Es geschieht nicht oft, dass sich ein ganzes Land spontan und geschlossen in jemanden verliebt. Der 2. Februar 2008 ist so ein Tag. Lara Gut bestreitet in St. Moritz ihre allererste Weltcup-Abfahrt, es ist erst das vierte Rennen auf dieser Stufe überhaupt. Gut ist bis dahin nur Insidern ein Begriff. Man weiss, dass diese 16-Jährige offenbar ein Jahrhunderttalent ist.
Aber was ist so ein Prädikat schon wert? Medaillen bei Junioren-Weltmeisterschaften zählen wenig, abgerechnet wird bei den Grossen. Und diese schreckt das blonde Mädchen gehörig auf.

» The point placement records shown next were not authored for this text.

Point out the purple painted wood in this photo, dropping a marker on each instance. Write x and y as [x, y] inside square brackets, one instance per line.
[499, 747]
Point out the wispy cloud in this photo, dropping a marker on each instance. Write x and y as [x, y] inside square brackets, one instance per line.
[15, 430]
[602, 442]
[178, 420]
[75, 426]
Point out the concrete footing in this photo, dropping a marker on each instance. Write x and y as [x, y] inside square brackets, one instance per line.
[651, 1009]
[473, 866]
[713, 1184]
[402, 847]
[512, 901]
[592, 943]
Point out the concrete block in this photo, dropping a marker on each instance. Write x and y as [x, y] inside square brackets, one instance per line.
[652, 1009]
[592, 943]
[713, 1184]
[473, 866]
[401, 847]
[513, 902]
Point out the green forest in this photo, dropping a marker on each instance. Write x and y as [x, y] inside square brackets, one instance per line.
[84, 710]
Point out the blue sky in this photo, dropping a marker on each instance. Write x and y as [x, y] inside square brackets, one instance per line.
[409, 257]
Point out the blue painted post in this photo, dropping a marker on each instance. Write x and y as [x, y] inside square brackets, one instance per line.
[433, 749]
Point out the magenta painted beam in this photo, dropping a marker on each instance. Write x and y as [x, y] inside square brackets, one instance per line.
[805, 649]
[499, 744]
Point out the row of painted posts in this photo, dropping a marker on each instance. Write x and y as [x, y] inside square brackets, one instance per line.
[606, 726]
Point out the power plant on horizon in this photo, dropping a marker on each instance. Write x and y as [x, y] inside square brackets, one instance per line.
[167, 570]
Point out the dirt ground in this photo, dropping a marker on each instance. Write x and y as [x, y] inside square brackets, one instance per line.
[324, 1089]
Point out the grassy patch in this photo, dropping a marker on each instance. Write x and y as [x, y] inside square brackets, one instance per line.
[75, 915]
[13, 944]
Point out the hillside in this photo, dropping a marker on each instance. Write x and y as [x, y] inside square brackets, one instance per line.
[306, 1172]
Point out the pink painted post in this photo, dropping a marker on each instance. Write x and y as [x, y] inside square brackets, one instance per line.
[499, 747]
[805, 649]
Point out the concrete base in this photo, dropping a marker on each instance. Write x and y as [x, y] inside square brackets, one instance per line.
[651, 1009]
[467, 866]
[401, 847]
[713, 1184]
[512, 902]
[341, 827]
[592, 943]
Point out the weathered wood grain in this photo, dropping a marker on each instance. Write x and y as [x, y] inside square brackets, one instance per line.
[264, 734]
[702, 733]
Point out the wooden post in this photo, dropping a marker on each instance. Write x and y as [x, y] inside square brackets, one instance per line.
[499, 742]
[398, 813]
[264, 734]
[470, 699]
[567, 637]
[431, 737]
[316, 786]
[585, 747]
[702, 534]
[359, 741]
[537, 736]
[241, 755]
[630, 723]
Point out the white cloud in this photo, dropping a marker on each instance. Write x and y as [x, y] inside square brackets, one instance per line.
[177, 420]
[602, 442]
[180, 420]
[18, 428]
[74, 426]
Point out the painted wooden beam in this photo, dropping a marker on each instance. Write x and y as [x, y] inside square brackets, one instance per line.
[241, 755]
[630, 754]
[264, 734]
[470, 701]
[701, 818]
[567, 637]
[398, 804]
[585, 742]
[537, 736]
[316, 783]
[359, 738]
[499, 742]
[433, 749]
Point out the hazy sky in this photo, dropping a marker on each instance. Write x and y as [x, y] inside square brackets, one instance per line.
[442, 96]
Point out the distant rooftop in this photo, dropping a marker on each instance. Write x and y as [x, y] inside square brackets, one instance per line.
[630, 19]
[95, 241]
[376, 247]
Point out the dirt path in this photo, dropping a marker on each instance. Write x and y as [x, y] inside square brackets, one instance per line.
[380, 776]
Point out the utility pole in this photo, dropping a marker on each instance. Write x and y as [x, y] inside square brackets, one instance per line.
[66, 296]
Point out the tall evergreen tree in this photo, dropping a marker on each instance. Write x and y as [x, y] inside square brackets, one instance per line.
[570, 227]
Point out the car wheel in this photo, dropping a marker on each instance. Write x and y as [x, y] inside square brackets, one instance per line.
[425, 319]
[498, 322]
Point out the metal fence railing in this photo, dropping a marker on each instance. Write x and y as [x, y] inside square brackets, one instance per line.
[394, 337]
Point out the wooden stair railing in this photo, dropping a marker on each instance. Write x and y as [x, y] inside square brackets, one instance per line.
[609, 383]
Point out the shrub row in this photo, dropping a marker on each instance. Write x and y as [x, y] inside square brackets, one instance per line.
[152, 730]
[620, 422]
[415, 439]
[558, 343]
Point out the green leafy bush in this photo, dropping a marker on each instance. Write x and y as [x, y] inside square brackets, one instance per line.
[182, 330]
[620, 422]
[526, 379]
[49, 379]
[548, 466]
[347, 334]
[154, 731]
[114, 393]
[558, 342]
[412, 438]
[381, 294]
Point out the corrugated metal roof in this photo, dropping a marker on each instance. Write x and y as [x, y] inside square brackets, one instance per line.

Nach einer Minute Fahrzeit ist Lara Gut mehr als vier Zehntelsekunden schneller als die führende Österreicherin Maria Holaus. Vor dem Schlussabschnitt hat sie immer noch ein Polster von 22 Hundertstelsekunden. Mit über 110 km/h rast das Leichtgewicht dem Ziel entgegen.
Nur noch wenige Meter trennen Gut vom totalen Triumph beim Abfahrts-Debüt. Da passiert es! Sie verliert für einen kurzen Moment die Kontrolle über den linken Ski, sie stürzt und trudelt auf dem Rücken liegend über die Ziellinie.
+ 0,01 zeigt die Zeitmessung an. Die Winzigkeit von einer lausigen Hundertstelsekunde trennen Lara Gut von der Führung. Ärger über den knapp verpassten Sieg? Nein. Der Teenager strahlt über das ganze Gesicht, welches vom Sturz noch voller Schnee ist. Lara Gut, der neue Sonnenschein am Schweizer Ski-Himmel – a star is born.
In der Abfahrt von St.Moritz geht nicht nur der Stern von Lara Gut auf. Am schnellsten ist nämlich die Startnummer 47: Tina Maze. Die Slowenin gewinnt ihre erste Abfahrt und wird später, in der Saison 2012/13, mit einer Rekordpunktzahl Siegerin des Gesamtweltcups. Die grosse Kristallkugel für die beste Skirennfahrerin des Winters gewinnt 2015/16 auch Lara Gut – und im Januar 2024 überflügelt die Tessinerin mit ihrem 41. Weltcupsieg gar Pirmin Zurbriggen.